Gorham begins in the 19th century; in 1880, the black population was small and much more evenly distributed among the city's wards than it is today. What changed?
Gorham blames racist real estate agents who kept blacks out of newer areas by putting racially restrictive covenants (that is, contract provisions prohibiting the sale of property to blacks) in their deeds. Between 1900 and 1947, 62 percent of subdivisions in Jackson County (which includes most of Kansas City) had such restrictive covenants.
But I wonder whether Gorham is confusing correlation with correlation; his book doesn't fully explain whether the covenants had a significant independent impact or merely mimicked what whites would have done without them. Were areas without covenants any less segregated? Gorham doesn't really say. Gorham himself notes that "In 1910, a number of home owners received written threats that black residents living in an area were to leave in 30 days or face death" and cites a number of similar examples of racist intimidation. If such threats of violence were common, maybe covenants merely reflected white preferences rather than causing them. One possible area for further research was whether covenant-restricted neighborhoods were in fact more segregated than other parts of the city.

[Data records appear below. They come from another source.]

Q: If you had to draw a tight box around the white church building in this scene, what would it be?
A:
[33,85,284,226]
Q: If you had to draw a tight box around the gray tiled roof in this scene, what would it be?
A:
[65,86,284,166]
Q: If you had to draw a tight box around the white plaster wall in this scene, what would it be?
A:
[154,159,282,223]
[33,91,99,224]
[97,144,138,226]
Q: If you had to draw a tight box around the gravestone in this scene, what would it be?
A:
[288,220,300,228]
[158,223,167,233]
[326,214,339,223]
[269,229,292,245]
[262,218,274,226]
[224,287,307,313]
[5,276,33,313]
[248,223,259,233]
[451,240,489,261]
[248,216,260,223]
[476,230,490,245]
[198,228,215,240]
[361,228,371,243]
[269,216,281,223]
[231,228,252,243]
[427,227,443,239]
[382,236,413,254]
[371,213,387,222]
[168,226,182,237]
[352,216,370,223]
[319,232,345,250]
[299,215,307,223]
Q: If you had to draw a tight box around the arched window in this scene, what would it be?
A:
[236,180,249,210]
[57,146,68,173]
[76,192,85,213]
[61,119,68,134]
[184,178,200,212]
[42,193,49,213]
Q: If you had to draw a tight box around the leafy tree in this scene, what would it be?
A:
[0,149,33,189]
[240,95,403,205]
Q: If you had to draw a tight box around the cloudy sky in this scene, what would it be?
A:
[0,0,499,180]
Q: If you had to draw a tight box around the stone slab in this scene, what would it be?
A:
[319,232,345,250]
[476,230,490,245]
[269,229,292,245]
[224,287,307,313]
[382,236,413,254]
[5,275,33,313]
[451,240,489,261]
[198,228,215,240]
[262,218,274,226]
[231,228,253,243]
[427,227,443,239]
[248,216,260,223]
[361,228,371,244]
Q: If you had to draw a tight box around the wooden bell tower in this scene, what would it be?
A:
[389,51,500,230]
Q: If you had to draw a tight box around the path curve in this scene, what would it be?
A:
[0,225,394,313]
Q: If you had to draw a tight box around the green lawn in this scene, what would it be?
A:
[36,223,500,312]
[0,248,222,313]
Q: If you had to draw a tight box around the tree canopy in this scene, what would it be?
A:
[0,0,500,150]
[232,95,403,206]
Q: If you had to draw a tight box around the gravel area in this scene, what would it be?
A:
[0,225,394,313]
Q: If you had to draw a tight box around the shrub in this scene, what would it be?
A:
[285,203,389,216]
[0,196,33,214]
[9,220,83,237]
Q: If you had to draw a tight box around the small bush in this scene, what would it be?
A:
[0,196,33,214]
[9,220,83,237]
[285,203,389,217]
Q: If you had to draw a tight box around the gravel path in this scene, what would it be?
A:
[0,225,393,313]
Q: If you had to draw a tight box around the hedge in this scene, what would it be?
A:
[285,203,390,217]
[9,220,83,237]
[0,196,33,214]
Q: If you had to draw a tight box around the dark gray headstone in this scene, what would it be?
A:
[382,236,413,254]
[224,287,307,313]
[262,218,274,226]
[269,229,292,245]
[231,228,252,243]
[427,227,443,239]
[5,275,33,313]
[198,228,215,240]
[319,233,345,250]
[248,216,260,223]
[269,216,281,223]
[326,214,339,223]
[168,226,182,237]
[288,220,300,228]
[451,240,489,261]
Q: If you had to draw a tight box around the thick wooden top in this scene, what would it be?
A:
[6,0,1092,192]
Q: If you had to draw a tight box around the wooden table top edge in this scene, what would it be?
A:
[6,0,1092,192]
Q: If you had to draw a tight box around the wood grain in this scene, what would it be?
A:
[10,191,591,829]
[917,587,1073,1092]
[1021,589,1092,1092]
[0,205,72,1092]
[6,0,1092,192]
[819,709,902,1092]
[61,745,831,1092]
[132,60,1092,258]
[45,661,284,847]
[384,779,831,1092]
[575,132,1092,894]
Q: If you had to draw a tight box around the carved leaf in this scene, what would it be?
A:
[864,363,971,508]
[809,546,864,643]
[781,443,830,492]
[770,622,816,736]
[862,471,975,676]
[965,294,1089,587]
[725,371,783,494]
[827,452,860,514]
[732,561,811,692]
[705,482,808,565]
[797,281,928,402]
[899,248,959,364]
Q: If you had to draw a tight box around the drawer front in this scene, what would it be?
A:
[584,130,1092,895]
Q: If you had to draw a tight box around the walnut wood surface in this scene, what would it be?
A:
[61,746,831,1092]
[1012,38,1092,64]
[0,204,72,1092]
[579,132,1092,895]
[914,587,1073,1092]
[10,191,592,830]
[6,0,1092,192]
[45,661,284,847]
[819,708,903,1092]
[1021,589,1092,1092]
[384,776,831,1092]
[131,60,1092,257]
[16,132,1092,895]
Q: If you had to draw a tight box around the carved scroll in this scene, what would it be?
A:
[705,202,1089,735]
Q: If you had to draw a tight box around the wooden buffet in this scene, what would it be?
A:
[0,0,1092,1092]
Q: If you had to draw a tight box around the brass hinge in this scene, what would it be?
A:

At the end of the book, Gorham concludes that "the housing problems of low-income people can only be addressed through a comprehensive program that includes the creation of jobs that pay a living wage, adequate benefits for those who cannot work, access to affordable health care, increased supply of affordable housing, and improving public infrastructure including schools and neighborhood conditions." But if limiting discrimination is useless without a "comprehensive program" addressing a wide variety of other issues, why bother to write a book about discrimination in the first place?